第1章 素敵なステーキの味 ③
一部、大幅に変更している部位があります。
翌朝、日差しが窓の中から入ってくる頃にキヅカは自然と目が覚めた。宿の女将に濡れた布をもらうと部屋に帰って身体を拭いた。風呂に浸かる習慣のある日本人としては物足りないが、少しさっぱりとした感じはあった。
布を女将に返すと、そのまま食堂に案内され、朝食となった。ジャガイモに似た芋と豆の煮物とパンのようなもの。ようなもの、というのは名前がわからないからではない。パンとして出されたのだろうが、どちらかというとクッキーのような食感であった。ただ、甘さはなく、ビールの香りがした。発酵にビールを使ってるようだ。名前を聞くと、パッキーというらしい。
そのまんまやな、と思いながら朝食を食べ終えた頃、エドモンドが宿の食堂に入ってきた。
「おう!キヅカ、飯は食い終わったか?今日はパトロールがてら、この街の案内でもしようかと思ってな」
エドモンドの提案にありがたく便乗し、今いる街を案内してもらった。おかげでキヅカにもこの世界の仕組みがわかってきた。といっても、概ね、キヅカが元にいた世界で読んでいたファンタジーとは大差ない。
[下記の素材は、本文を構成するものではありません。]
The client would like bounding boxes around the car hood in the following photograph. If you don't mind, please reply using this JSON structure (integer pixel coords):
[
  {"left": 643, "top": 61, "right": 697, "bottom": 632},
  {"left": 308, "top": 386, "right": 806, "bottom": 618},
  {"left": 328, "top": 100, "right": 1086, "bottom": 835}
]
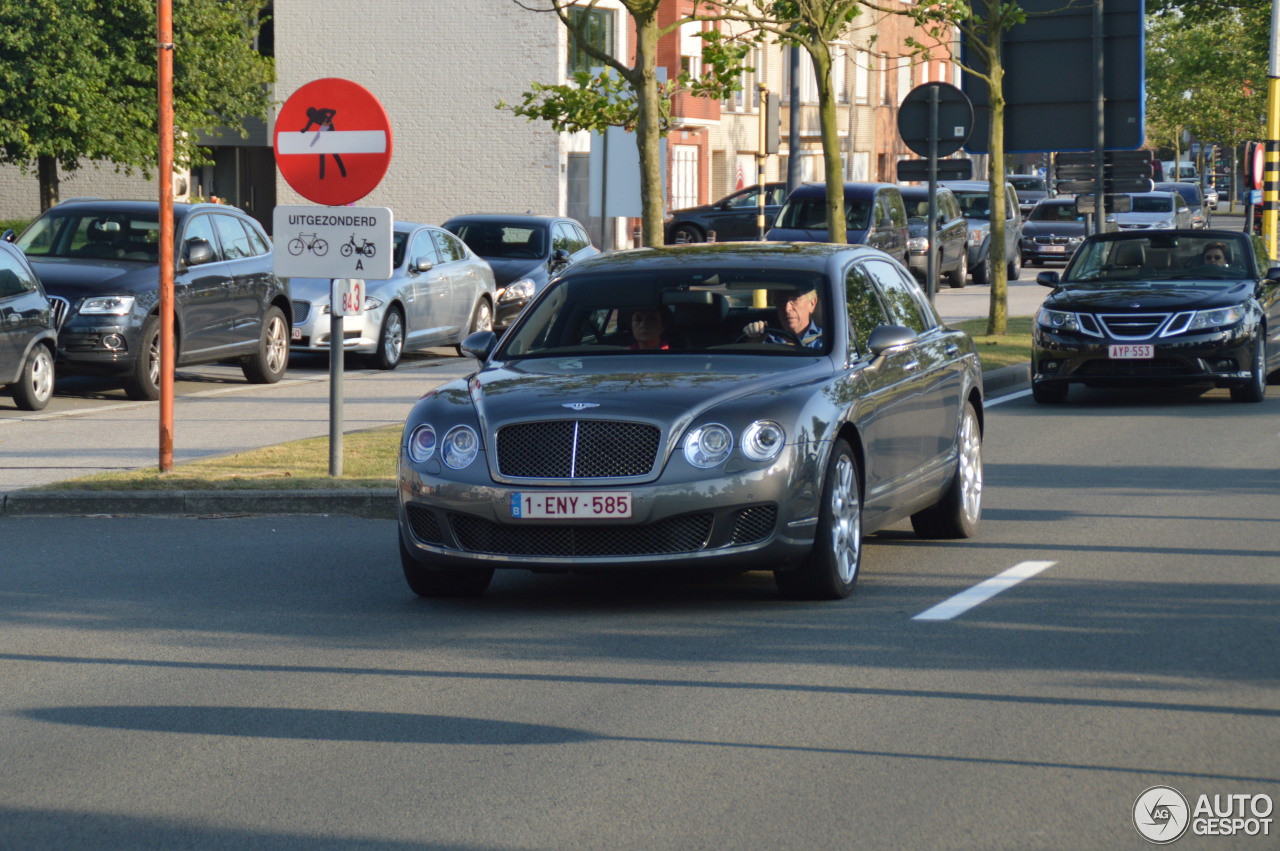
[
  {"left": 484, "top": 257, "right": 547, "bottom": 288},
  {"left": 471, "top": 354, "right": 831, "bottom": 431},
  {"left": 1044, "top": 280, "right": 1253, "bottom": 314},
  {"left": 28, "top": 257, "right": 160, "bottom": 302}
]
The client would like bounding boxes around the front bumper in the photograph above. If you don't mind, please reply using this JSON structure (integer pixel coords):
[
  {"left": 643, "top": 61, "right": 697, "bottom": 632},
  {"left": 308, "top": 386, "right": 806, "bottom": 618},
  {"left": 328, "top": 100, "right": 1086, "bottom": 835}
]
[
  {"left": 1032, "top": 325, "right": 1254, "bottom": 386},
  {"left": 399, "top": 450, "right": 818, "bottom": 571}
]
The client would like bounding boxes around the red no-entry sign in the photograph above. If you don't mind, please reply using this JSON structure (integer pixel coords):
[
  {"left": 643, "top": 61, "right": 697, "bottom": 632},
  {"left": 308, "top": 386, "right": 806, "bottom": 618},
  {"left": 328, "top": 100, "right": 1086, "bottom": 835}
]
[{"left": 274, "top": 77, "right": 392, "bottom": 206}]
まず、この国の名前はサロヒ国というらしい。概ね平和だが、やはり治安の悪い街も存在するのだとか。今、キヅカのいるノルプスクエはちょうど国境までの真ん中に位置し、交通の要所になっている。
この世界で使われる貨幣は主に6種類でそれぞれ大小の銅貨・銀貨・金貨だ。それぞれ大体1円、10円、100円、1000円、5000円、10000円くらいの感覚のようだ。全体的に物価は安い印象だが、一部では大きく異なる。その主な原因は交通の便だ。平野部に位置するこの街では肉や野菜は比較的安価で手に入るが、やはり魚や塩・胡椒などの香辛料は馬車での移動となり、また日数もかかることから経費もかかり、どうしても値段が上がる。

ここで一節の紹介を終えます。